Dougie Freedman and Squad Rotation

Excuse me, sir. Umm, Pardon me. Well, uh, OOYYY!!! - Paul Thomas

Dougie likes to make the changes from match to match, which is really the polar opposite of previous Bolton managers. The question is, does it benefit the players, benefit the club, and help us win more games in the long term?

Owen Coyle held a firm belief that you don't change a winning team. Of course, he also held a firm belief that you don't change a losing team. Gary Megson was not all that different. Both men were horribly stubborn when it came to tactics as well as team selection. Unless there was an injury or suspension to consider, they had their starting XI, come hell or high water. Dougie Freedman, from all evidence thus far, is nothing like this.

First, a mea culpa. I am a huge fan of squad rotation. Anyone who has read my blog entries knows this. I believe that a club, a manager, and its players should be flexible and versatile in how they play. I believe that the tactics and personnel should be adjusted each match to suit the opponent and exploit strengths as well as weaknesses.

All of the best managers do this, even when they are at big clubs and are supposed to "impose their will" upon other teams.

The best example of this so far from Dougie is the striker situation. Let's look at his seven matches in charge.

Game 1: In Freedman's first match, a 2-1 win over Cardiff City, Kevin Davies started and played 63 minutes. David Ngog came on for him and was the Man of the Match. Ngog won a penalty, scored two goals (One was wrongly disallowed), and got sent off for two yellow cards.

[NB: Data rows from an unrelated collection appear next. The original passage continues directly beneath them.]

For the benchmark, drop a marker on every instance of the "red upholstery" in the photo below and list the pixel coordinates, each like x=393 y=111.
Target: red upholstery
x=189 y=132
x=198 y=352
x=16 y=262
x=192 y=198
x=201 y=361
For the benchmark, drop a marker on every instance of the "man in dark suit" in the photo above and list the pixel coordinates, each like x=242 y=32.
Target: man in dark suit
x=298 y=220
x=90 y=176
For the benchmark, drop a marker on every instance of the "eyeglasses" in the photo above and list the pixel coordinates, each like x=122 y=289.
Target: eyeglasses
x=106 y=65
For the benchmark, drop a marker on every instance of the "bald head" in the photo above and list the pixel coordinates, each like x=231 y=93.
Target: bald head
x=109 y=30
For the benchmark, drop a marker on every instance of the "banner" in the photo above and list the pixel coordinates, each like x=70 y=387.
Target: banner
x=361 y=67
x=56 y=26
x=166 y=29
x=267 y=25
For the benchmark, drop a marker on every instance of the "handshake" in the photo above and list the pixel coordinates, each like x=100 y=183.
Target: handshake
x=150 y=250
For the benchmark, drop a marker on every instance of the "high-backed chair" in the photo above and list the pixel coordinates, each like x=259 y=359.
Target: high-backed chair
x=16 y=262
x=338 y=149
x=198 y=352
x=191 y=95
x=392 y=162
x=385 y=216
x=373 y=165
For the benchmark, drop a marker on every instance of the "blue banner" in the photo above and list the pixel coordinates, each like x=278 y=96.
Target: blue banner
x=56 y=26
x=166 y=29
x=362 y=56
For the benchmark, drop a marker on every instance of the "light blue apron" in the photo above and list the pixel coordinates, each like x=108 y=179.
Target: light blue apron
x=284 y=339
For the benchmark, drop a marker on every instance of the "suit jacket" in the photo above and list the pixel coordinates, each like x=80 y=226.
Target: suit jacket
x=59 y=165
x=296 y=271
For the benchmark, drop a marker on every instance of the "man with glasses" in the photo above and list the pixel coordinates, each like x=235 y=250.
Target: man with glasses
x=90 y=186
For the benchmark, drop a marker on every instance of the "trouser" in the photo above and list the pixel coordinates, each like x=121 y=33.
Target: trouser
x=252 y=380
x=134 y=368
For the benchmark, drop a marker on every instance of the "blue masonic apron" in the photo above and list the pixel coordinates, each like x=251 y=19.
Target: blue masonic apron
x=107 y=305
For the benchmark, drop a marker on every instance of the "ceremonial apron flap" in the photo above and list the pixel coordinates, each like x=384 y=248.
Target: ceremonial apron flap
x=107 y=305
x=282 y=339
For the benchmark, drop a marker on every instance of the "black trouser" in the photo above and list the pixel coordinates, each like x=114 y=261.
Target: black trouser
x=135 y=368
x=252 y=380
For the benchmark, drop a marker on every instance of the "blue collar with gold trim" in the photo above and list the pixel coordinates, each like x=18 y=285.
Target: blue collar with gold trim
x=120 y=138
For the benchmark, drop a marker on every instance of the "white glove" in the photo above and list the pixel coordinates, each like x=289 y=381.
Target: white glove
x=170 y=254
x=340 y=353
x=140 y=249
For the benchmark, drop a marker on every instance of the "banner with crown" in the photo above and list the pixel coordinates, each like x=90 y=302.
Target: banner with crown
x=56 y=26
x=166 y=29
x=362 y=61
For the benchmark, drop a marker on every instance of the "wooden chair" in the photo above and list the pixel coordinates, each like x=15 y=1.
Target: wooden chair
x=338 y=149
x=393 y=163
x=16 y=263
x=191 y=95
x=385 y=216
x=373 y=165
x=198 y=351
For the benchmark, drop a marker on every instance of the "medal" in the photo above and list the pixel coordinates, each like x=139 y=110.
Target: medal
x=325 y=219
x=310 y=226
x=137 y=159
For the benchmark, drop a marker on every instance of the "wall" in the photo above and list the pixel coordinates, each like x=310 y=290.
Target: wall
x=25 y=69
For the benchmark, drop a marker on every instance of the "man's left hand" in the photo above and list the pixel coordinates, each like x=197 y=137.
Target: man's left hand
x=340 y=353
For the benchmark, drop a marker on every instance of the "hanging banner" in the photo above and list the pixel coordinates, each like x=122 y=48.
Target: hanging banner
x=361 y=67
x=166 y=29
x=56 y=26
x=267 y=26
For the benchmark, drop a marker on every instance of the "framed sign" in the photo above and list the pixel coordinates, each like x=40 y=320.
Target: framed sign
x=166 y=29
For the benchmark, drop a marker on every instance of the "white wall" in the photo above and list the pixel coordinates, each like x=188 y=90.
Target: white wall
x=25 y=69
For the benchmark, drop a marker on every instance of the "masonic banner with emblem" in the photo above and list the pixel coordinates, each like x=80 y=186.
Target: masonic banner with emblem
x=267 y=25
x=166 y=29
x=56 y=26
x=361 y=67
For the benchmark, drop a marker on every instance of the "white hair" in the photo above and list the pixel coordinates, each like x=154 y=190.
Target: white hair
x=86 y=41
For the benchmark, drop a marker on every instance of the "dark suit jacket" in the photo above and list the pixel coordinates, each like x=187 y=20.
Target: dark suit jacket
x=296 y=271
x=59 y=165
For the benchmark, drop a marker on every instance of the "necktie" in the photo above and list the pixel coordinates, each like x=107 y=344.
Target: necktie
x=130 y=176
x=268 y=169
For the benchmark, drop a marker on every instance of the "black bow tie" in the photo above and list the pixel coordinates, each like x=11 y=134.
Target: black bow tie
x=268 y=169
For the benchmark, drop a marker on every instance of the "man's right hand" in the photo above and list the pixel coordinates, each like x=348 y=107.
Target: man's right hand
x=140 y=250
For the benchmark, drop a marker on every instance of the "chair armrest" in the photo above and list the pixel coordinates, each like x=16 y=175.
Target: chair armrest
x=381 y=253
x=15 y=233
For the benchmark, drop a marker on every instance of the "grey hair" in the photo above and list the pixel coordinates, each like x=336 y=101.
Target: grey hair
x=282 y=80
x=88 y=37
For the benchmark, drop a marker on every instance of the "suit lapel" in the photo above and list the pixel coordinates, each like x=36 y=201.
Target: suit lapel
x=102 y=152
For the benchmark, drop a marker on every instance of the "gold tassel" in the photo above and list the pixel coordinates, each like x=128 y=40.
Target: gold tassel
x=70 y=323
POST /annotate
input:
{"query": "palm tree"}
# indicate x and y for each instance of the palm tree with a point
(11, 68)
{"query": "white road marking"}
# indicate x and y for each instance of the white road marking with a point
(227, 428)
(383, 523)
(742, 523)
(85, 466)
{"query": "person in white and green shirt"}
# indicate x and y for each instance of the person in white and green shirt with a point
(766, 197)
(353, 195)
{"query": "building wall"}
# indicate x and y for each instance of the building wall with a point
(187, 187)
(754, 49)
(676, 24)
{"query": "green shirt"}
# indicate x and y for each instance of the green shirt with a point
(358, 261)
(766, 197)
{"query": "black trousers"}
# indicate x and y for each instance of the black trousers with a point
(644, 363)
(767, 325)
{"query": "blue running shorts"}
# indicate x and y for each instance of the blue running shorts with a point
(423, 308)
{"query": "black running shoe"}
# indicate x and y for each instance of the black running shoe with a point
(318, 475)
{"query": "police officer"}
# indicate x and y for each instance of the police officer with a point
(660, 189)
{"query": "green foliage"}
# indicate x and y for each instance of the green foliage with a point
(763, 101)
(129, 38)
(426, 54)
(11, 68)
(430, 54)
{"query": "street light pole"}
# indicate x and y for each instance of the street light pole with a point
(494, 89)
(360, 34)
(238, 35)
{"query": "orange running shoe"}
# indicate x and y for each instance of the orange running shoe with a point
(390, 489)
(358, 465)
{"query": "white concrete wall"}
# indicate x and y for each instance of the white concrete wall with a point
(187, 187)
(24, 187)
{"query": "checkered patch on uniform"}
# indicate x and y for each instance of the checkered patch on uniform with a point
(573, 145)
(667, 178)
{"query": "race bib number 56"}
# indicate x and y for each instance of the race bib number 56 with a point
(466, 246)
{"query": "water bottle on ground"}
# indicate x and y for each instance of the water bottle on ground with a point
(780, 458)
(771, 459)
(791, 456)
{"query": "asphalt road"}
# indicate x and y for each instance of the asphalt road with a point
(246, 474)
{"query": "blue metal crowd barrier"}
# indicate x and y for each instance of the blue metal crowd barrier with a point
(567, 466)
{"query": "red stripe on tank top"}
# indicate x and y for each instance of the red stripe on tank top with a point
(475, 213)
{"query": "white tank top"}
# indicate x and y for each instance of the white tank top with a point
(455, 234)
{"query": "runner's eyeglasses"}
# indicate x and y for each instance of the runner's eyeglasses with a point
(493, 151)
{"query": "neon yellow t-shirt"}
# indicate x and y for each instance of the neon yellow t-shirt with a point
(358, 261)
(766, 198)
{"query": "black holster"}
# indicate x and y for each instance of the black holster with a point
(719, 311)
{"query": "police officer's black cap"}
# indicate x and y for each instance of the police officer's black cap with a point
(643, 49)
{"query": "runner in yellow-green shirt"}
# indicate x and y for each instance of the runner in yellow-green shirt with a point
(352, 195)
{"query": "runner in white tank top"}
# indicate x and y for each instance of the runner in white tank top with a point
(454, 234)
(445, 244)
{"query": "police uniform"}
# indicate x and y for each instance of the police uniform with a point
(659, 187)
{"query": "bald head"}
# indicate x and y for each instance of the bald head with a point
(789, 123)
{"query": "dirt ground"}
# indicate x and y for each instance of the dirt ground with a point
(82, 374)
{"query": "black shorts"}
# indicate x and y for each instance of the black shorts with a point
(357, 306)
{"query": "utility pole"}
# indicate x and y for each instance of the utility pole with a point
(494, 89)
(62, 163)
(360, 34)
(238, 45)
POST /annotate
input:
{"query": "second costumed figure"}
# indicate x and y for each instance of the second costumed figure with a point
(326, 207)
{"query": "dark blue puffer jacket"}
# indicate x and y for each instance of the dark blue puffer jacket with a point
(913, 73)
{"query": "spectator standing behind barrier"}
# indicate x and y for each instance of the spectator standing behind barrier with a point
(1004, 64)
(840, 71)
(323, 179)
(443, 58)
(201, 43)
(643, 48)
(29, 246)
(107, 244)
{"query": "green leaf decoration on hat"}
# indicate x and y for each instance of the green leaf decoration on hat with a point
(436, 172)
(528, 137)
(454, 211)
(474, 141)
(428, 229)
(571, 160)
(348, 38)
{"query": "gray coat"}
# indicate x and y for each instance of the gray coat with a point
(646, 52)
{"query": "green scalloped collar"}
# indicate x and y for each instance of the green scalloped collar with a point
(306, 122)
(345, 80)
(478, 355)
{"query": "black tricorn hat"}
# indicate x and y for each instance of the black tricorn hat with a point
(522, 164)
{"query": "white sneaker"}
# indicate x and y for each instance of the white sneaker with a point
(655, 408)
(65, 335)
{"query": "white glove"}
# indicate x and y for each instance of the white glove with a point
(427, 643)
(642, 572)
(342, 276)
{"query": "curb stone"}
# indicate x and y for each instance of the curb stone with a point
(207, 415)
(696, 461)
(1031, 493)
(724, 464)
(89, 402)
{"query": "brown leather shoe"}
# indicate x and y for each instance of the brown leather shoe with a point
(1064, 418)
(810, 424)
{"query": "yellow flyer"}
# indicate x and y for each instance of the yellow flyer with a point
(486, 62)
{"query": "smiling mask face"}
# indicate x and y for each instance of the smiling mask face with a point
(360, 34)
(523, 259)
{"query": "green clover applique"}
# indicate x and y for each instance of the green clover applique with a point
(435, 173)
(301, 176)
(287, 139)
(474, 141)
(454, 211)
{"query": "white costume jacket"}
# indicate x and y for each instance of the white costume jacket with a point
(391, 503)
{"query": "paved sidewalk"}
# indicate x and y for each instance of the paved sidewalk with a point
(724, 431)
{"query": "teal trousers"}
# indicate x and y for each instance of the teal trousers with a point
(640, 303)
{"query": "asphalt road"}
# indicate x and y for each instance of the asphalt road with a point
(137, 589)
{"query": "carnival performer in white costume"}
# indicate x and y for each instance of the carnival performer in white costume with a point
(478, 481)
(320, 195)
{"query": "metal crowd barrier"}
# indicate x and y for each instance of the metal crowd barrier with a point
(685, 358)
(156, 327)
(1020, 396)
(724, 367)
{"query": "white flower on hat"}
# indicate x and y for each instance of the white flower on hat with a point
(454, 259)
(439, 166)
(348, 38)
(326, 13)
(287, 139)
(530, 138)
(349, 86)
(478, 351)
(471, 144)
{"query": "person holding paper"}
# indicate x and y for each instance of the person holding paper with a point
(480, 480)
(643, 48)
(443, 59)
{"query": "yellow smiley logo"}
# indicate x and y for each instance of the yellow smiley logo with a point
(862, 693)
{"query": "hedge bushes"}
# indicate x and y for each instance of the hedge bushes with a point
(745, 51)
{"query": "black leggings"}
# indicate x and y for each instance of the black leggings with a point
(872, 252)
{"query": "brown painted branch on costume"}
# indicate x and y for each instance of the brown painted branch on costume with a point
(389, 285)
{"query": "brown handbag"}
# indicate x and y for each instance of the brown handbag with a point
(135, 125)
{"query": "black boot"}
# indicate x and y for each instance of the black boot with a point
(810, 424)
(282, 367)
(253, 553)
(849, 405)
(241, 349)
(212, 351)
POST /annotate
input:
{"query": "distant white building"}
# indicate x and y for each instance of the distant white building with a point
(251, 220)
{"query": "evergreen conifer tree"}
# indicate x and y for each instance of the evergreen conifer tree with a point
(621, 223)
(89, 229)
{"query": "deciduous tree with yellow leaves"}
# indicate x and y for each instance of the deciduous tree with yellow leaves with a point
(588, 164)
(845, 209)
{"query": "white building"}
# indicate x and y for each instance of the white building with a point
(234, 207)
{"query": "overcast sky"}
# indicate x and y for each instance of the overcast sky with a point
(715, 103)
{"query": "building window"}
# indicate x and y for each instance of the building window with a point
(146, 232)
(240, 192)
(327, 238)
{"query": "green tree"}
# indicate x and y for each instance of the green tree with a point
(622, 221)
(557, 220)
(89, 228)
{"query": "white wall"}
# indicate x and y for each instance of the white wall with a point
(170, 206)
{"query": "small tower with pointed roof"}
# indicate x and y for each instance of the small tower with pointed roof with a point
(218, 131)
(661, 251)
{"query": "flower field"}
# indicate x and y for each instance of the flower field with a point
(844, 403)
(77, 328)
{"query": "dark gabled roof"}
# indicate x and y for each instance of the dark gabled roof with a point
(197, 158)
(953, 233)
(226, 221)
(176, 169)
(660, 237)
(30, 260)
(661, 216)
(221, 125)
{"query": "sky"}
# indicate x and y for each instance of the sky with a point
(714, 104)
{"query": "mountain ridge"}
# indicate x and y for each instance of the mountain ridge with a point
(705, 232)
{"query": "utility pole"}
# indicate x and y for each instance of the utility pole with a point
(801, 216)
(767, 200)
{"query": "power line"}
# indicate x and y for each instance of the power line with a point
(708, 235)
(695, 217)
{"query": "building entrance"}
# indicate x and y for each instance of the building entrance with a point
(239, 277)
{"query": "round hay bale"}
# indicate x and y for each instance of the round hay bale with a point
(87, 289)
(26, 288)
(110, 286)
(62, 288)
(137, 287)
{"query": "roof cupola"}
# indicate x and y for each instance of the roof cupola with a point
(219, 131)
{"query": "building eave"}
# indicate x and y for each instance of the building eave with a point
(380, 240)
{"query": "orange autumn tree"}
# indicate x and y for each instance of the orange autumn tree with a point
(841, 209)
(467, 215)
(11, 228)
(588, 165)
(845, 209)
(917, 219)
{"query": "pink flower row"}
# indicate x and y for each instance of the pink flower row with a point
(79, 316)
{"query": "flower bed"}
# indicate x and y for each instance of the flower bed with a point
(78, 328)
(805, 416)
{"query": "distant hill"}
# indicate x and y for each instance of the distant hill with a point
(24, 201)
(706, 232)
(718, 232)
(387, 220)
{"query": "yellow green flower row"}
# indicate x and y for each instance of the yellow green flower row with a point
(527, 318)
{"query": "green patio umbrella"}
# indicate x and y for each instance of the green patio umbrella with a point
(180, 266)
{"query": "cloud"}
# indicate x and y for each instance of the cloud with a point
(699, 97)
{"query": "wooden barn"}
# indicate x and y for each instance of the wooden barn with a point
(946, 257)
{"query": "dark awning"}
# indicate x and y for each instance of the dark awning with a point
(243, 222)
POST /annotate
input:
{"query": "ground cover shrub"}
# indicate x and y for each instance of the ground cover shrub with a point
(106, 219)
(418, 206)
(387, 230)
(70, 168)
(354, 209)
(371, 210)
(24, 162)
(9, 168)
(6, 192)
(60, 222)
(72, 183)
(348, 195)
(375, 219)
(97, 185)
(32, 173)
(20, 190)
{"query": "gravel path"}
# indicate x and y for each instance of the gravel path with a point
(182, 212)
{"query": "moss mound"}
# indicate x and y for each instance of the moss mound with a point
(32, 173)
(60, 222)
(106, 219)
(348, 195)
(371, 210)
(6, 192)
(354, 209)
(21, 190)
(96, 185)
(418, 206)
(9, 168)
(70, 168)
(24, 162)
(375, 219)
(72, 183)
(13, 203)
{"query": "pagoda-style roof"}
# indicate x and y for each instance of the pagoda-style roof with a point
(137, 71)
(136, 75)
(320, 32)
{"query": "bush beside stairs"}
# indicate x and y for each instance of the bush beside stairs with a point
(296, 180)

Game 2: Ngog was suspended for a midweek 0-0 draw with Leicester City. Davies started and played the entire match. Benik Afobe came on for the final ten minutes.

Game 3: Ngog started and basically played the whole match in a 2-2 draw with Blackpool. Davies came on for him in the 88th minute.

Game 4: Davies and Ngog both started a 1-1 draw with Barnsley. Davies got the goal, Ngog got very little service and came off in the 69th minute when Bolton changed formations.

Game 5: Ngog and Afobe started against Brighton & Hove Albion. Afobe played on the wing for most of the match and came off at the 60 minute mark for Davies. Ngog played all 90 (plus) minutes and scored a very late equalizer.

Game 6: Davies started and played all 90 minutes against Blackburn. Davies scored a goal in the second minute and played well overall.

Game 7: Kevin Davies started a 2-1 loss to Ipswich Town. He was replaced by Benik Afobe after 70 ineffective minutes. David Ngog also started and played the entire match in a more withdrawn role.

So, Kevin Davies has five starts and two sub appearances under Freedman. He also scored two goals and won the club's player of the month award. David Ngog has four starts and one sub appearance. He has also scored two goals. Benik Afobe has one start, two sub appearances, and no goals.

No matter what you think about Afobe (and many think Marvin Sordell should be receiving Benik's pitch time), I think this policy has worked well. Both Ngog and Davies have stayed sharp while getting enough rest to keep them from flagging late in matches or getting injured.

Overall, the rotation of the strikers appears to be at least a moderate success.